In the Africa Adrift scenario, rapid automation leads to reshoring of manufacturing to advanced economies. In sub-Saharan Africa, development policies are thwarted by these global developments, leaving most economies stagnant and in debt. Informal jobs in subsistence agriculture and low-productivity services remain dominant.
Today’s Policies for Tomorrows Jobs
The future of work has already begun, but its direction can still be influenced by policy actions. Modeling and scenario exercises point to a few areas.
Workers in countries at every development stage may face increasing job transitions and resulting income fluctuations. Hence, social safety nets will become even more important to help workers manage such transitions.
Advanced economies could use the tax-benefit system to spread the gains from technogical advances.
Education systems must be flexible to keep up with the changing nature of technology and teach digital literacy and skills that complement technology.
Digital infrastructure is as important as physical infrastructure for job creation and development.
In the case of sub-Saharan Africa, smart urbanization is needed to make cities drivers of innovation and growth.
References
Abdychev, Aidar, Cristian Alonso, Emre Alper, Dominique Desruelle, Siddharth Kothari, Yun Liu, Mathilde Perinet, Sidra Rehman, Axel Schimmelpfennig, and Preya Sharma. 2018. “The Future of Work in Sub-Saharan Africa.” IMF Departmental Paper 18/18, International Monetary Fund, Washington, DC.
Berg, Andrew, Edward F. Buffie, and Luis-Felipe Zanna. 2018. Should We Fear the Robot Revolution? (The Correct Answer Is Yes).” Journal of Monetary Economics 97:117–48.

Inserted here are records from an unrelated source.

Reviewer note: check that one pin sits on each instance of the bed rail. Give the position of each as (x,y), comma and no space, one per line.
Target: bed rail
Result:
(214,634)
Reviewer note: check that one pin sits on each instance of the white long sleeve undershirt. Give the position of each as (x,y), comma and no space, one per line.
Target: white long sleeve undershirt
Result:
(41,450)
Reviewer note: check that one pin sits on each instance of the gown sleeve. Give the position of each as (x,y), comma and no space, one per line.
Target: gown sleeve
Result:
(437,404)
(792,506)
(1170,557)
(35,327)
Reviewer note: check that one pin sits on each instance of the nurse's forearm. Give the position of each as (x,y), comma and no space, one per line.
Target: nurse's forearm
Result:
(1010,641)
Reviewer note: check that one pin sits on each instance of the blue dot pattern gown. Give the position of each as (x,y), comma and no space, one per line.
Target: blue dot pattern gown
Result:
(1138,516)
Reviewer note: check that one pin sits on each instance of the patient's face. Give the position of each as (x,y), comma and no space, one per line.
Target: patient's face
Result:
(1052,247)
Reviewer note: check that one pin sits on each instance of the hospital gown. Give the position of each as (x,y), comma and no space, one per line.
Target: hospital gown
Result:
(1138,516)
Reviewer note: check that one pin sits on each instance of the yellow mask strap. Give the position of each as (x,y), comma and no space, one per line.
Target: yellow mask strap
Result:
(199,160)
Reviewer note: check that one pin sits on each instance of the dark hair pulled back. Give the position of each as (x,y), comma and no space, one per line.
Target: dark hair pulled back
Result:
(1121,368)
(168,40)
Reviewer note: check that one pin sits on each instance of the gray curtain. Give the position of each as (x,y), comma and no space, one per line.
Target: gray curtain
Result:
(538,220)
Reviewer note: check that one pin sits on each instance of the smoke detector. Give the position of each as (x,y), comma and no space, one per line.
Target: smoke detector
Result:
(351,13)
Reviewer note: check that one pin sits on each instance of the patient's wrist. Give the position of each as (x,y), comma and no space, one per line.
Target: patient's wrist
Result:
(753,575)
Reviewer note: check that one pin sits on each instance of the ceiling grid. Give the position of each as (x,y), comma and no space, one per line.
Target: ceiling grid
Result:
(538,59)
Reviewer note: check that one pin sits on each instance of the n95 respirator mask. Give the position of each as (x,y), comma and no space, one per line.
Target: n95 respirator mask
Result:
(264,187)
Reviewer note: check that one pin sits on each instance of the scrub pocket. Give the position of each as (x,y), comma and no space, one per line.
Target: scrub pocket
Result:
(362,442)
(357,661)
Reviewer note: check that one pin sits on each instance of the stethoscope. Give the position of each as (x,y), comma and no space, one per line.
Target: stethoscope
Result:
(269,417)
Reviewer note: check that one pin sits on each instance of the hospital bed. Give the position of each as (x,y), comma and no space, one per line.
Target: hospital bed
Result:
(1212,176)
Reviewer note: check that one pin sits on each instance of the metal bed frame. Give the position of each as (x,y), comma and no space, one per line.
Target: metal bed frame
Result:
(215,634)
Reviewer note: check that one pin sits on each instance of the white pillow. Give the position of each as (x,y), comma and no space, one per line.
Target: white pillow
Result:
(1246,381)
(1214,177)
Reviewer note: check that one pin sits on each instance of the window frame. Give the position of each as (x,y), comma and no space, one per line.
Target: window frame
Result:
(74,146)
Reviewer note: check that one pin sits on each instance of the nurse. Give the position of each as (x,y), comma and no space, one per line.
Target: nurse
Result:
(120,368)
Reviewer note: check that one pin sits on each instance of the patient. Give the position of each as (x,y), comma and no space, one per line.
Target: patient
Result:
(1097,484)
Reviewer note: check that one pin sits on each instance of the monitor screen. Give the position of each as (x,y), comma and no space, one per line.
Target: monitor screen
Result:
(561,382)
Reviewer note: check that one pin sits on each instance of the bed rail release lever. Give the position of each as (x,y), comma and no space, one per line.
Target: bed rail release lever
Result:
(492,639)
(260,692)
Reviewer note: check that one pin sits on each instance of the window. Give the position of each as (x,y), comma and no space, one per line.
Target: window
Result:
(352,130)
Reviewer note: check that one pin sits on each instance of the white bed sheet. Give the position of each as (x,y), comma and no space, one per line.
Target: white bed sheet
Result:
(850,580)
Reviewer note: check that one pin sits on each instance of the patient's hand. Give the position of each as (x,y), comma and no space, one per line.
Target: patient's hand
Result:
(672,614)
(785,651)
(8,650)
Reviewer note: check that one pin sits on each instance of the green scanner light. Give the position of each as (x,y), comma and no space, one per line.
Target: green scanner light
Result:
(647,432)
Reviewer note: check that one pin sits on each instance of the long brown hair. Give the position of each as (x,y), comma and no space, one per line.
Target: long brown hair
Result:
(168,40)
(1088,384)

International Monetary Fund (IMF). 2018. “Technology and the Future of Work.” IMF Staff Note for the Group of Twenty, Washington, DC.
Peralta-Alva, Adrian, and Agustin Roitman. 2018. “Technology and the Future of Work.” IMF Working Paper 18/207, International Monetary Fund, Washington, DC.
Schneider, Todd, Gee Hee Hong, and Anh Van Le. 2018. “Land of the Rising Robots,” Finance & Development 55 (2).